На пригорочке стояла Варварушка, смотря из-под ладони на пустынную еще дорогу. Вдалеке раскинулся просыпающийся город. Заводская плотина уже дымила черными горлами своих труб.
Вдруг дрогнула стряпуха — над дорогой вспорхнуло облачко пыли, заклубилось, выросло. Шли люди.
Варварушка поправила на голове чистый платок, обдернула платье и перекрестилась.
— Идут, голубчики…
И, унимая дрожь в ногах, ждала встретить последний взгляд.
Вокруг них шагали солдаты. Но обреченных было видно всех. И слышно было, как пела песню ребячью, сонную, женщина с разметанными светлыми волосами.
Марей и все другие поматывали головами, руки были связаны назад.
Смертники увидали Варварушку и крикнули в одноголосье:
— Память о нас унеси!
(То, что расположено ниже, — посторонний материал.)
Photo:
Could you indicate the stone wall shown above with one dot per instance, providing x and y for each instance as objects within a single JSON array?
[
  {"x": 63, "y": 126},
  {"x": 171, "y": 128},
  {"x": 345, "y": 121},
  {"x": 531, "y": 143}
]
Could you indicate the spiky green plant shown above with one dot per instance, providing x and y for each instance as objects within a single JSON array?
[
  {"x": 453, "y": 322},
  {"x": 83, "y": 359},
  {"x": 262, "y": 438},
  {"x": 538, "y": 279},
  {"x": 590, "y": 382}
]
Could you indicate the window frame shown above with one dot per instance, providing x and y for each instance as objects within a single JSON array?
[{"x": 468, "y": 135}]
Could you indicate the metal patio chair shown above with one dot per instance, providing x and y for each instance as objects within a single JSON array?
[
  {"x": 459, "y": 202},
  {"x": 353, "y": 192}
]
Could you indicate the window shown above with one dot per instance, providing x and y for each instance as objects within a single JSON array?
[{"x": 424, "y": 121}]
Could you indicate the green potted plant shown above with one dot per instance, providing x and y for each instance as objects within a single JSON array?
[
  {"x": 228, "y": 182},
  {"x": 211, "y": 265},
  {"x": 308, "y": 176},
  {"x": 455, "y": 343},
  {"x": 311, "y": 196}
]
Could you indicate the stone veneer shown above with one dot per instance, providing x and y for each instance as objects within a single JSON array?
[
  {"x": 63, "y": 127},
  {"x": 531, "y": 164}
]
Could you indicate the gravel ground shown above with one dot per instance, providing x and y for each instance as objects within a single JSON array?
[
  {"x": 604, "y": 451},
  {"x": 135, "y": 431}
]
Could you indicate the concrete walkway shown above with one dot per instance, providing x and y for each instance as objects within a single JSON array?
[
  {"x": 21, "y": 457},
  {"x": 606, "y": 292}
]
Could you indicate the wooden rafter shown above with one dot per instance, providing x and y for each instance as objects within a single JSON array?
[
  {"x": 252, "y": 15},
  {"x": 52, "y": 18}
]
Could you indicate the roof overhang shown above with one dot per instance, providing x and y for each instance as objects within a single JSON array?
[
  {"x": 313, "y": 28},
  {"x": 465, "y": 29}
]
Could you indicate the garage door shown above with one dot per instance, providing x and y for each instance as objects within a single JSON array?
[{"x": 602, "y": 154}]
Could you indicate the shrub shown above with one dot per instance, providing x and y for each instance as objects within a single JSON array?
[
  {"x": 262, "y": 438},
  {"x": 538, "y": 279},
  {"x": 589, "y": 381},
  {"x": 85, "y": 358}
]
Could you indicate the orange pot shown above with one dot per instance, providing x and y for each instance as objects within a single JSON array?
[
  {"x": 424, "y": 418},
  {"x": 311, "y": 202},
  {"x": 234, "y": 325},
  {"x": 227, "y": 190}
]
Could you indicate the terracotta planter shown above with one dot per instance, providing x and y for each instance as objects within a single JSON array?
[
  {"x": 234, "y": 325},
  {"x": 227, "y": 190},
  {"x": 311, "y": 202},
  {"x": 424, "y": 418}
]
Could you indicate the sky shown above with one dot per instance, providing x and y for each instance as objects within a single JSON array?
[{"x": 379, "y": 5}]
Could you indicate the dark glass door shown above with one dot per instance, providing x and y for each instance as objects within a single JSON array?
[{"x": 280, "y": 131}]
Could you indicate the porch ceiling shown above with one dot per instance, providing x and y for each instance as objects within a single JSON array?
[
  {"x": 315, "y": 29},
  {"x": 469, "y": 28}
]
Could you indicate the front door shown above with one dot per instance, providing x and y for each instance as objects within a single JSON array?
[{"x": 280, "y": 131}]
Уговор помни!
— Помню! — крикнула, затрепетав, Варварушка.
Они прошли, а вслед им зашагали зеленые колонны солдат, и за спиной каждого покачивались черные длинные пучки — железные пруты шпицрутенов.
А позади, минуя пыль, взбитую солдатскими сапогами, не торопясь, ехали две коляски. В первой, запряженной вороной парой, отвалились на мягкие подушки бритый старик в зачесанном парике и молодой, курчавый, черный, как цыган.
Варварушка узнала в них главного начальника Качку и страшного всему городу майора.
Позади ехали судья с канцеляристами.
— Проклятые! — всхлипнула кроткая Варварушка и побежала, хоронясь за кусты.
— Успеть бы…
И успела. Встала за стволами двух сросшихся братски берез.
Человек с белой косицей громко читал бумагу.
Донеслось ясно, как возле самого уха:
— «…Три раза по тысяче шпицрутенов» [45] .
45
Шпицрутены, счетом до тысячи — обычное наказание для беглых Колывано-Воскресенских заводов. И в сороковых годах, в эпоху Николая I, «норма» шпицрутенов осталась прежней. В Алтайском архиве сохранилось одно из типичных «секретных дел» — дело о бурщике Панфиле Климове, убежавшем от невыносимых условий труда, от ужасов бесправия, в горы. Дело показывает, что рабочие алтайских заводов, повинные «в беглых делах», подводились уже механически под определенную статью закона — три тысячи шпицрутенов. Но горнозаводскому суду, видно, мало еще показалось… трех тысяч шпицрутенов, и Панфил Климов, «по перенесении им наказания», должен был еще… идти на каторжные работы.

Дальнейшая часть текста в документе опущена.